Comment Not an increase (Score 1) 51
LLMs have never been rules-based "agents," and they never will be. They cannot internalize arbitrary guidelines and abide by them unerringly, nor can they make qualitative decisions about which rule(s) to follow in the face of conflict. The nature of attention windows means that models are actively ignoring context, including "rules", which is why they can't follow them, and conflict resolution requires intelligence, which they do not possess, and which even intelligent beings frequently fail to do effectively. Social "error correction" tools for rule-breaking include learning from mistakes, which agents cannot do, and individualized ostracization/segregation (firing, jail, etc.), which is also not something we can do with LLMs.

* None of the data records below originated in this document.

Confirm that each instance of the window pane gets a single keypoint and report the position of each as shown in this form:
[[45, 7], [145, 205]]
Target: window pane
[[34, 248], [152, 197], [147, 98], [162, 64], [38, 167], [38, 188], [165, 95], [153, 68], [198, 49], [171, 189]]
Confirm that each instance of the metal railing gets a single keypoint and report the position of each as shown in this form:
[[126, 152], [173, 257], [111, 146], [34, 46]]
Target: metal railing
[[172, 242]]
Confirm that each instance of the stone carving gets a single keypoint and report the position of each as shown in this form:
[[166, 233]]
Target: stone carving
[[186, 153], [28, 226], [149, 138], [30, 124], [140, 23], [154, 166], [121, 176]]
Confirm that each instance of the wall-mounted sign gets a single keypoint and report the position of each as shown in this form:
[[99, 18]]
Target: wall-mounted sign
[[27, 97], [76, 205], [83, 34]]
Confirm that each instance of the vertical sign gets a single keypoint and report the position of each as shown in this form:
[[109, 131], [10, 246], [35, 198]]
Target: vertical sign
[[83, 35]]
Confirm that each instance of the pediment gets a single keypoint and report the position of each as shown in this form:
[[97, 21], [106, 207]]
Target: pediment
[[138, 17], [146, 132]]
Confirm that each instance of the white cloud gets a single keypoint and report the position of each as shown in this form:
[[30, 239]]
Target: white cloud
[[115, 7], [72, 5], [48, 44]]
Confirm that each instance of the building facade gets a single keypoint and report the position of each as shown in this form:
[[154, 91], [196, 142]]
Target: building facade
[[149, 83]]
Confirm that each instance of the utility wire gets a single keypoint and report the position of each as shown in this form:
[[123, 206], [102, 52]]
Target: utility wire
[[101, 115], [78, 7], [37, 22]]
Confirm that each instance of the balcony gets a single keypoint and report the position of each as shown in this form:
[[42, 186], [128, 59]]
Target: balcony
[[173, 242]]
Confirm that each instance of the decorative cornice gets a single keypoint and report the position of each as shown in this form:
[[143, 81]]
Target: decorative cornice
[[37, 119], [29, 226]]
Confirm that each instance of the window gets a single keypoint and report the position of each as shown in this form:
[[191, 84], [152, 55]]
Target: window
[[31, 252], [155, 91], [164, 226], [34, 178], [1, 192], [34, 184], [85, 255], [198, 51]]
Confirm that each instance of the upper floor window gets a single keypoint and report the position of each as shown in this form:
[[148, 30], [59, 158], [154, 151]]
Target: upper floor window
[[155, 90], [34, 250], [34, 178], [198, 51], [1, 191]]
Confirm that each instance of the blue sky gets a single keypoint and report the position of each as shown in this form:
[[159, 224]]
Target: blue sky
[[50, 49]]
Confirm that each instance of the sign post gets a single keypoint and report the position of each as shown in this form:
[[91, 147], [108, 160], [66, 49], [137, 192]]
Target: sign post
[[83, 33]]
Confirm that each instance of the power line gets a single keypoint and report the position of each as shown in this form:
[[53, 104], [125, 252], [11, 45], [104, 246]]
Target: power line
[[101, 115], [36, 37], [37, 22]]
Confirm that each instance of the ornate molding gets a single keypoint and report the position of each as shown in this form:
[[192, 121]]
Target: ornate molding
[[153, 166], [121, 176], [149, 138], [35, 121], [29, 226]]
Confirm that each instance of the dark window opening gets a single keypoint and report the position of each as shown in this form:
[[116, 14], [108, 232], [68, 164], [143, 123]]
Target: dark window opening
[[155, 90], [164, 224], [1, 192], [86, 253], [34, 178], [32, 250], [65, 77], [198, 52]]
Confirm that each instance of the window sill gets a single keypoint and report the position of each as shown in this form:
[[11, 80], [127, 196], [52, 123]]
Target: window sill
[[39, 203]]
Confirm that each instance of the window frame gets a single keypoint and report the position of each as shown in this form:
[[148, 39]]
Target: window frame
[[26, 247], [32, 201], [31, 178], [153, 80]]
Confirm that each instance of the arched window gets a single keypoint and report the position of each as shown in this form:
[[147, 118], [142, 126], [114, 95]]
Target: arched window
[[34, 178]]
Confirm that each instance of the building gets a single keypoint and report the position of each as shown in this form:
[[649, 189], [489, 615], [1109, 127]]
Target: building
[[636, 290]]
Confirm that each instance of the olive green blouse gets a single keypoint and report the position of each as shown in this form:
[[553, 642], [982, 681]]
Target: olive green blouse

So the only way to achieve rule-following behavior is to deterministically enforce limits on what LLMs can do, akin to a firewall. This is not exactly straightforward either, especially if you don't have fine-grained enough controls in the first place. For example, you could deterministically remove the capability of an agent to delete emails, but you couldn't easily scope that restriction to only "work emails," for example. They would need to be categorized appropriately, external to the agent, and the agent's control surface would need to thoroughly limit the ability to delete any email tagged as "work", or to change or remove the "work" tag, and ensure that the "work" tag deny rule takes priority over any other "allow" rules, AND prevent the agent from changing the rules by any means.
Essentially, this is an entirely new threat model, where neither agentic privilege nor agentic trust cleanly map to user privilege or user trust. At the same time, the more time spent fine-tuning rules and controls, the less useful agentic automation becomes. At some point you're doing at least as much work as the agent, if not more, and the whole point of "individualized" agentic behavior inherently means that any given set of fine-tuned rules are not broadly applicable. On top of that, the end result of agentic behavior might even be worse than the outcome of human performance to boot, which means more work for worse results.